Le maire de Frontenac, Gaby Gendron, s’est montré à la hauteur dans son rôle d’hôte des audiences publiques. Sa municipalité de 1786 habitants a pour maxime L’environnement que je choisis. «Ici, les gens sont fiers», a-t-il exprimé à l’enquêteure, l’invitant même à profiter du weekend pour faire le tour de sa municipalité. Il a ensuite laissé échapper les émotions, rappelant que dans la tragédie de 2013, la municipalité de Frontenac avait perdu une employée, la responsable de la bibliothèque Joannie Turmel. Court moment de silence, la voix nouée par l’émotion, avant de poursuivre: «Ces terres je les ai marchées en couche, avec des bottes à tuyaux.» Ses craintes: la destruction des milieux humides et l’impact de l’excavation de la tranchée. «Lors du dénoyage, plus de 5000 mètres cubes d’eau par jour par 100 mètres d’excavation sera canalisé directement dans la rivière Chaudière. Selon les experts de Transports Canada, il y aura une possibilité de contamination ou d’assèchement de plus ou moins 138 puits d’eau potable lors de l’affaissement de la nappe phréatique, À Frontenac, la totalité des citoyens de Frontenac ont des puits d’eau potable.» Sans compter la diminution des valeurs foncières des propriétés situées à proximité de la future voie ferrée. Des revenus de taxes qui ne seront jamais compensés.

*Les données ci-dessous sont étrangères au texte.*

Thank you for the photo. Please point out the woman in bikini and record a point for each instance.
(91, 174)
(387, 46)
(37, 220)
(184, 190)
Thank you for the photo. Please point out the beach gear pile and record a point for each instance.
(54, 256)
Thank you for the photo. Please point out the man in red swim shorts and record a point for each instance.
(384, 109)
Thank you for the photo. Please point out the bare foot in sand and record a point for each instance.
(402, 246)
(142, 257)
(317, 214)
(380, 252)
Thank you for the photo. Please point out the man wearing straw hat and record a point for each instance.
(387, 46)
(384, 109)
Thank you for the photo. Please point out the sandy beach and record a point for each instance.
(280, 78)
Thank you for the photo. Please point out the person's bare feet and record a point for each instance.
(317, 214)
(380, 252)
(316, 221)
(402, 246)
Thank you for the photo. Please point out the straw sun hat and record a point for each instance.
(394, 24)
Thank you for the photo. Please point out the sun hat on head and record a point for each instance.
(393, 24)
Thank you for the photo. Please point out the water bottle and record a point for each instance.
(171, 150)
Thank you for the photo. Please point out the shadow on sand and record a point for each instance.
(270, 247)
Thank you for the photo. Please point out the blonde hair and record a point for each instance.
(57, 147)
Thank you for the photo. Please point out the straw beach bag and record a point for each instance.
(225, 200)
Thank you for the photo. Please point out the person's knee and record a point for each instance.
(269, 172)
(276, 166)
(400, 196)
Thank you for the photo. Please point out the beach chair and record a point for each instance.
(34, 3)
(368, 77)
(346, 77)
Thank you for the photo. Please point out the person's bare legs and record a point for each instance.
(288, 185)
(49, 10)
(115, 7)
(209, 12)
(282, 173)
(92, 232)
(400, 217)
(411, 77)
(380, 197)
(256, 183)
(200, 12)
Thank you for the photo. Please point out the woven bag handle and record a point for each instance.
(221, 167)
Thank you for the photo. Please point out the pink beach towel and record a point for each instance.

Faisant mention des inondations récentes qu’ont connues certaines régions du Québec, notamment à Baie-Saint-Paul, où la crue printanière soudaine a détruit des infrastructures, notamment des ponts et ponceaux, Gaby Gendron a insisté sur le rôle joué par les milieux humides et l’importance de les conserver. «Les milieux humides sont un énorme filtreur naturel. Quand il y a des pluies diluviennes, ils servent de réservoir tampon qui empêchent l’écoulement d’eau plus sale directement vers les rivières. Le 9 août 2022, nous avons dû faire face à d’importantes inondations et des dégâts causés par l’eau. Ça nous a coûté 240 000$ pour effectuer les travaux de réfection en urgence et 300 000$ sont prévus pour continuer ces travaux de réfection sur certaines routes. Si ces milieux humides qui retiennent l’eau ne sont plus là, où s’en ira toute cette eau si plus rien ne la retient?» Avec les changements climatiques, les épisodes de fortes pluies risquent de survenir plus souvent. «Selon nos ingénieurs, qui voient sur 100 ans, nos ponceaux de 48 pouces, doivent être remplacés à l’avenir par des ponceaux de 7 pieds qui coûtent chacun 187 000$.»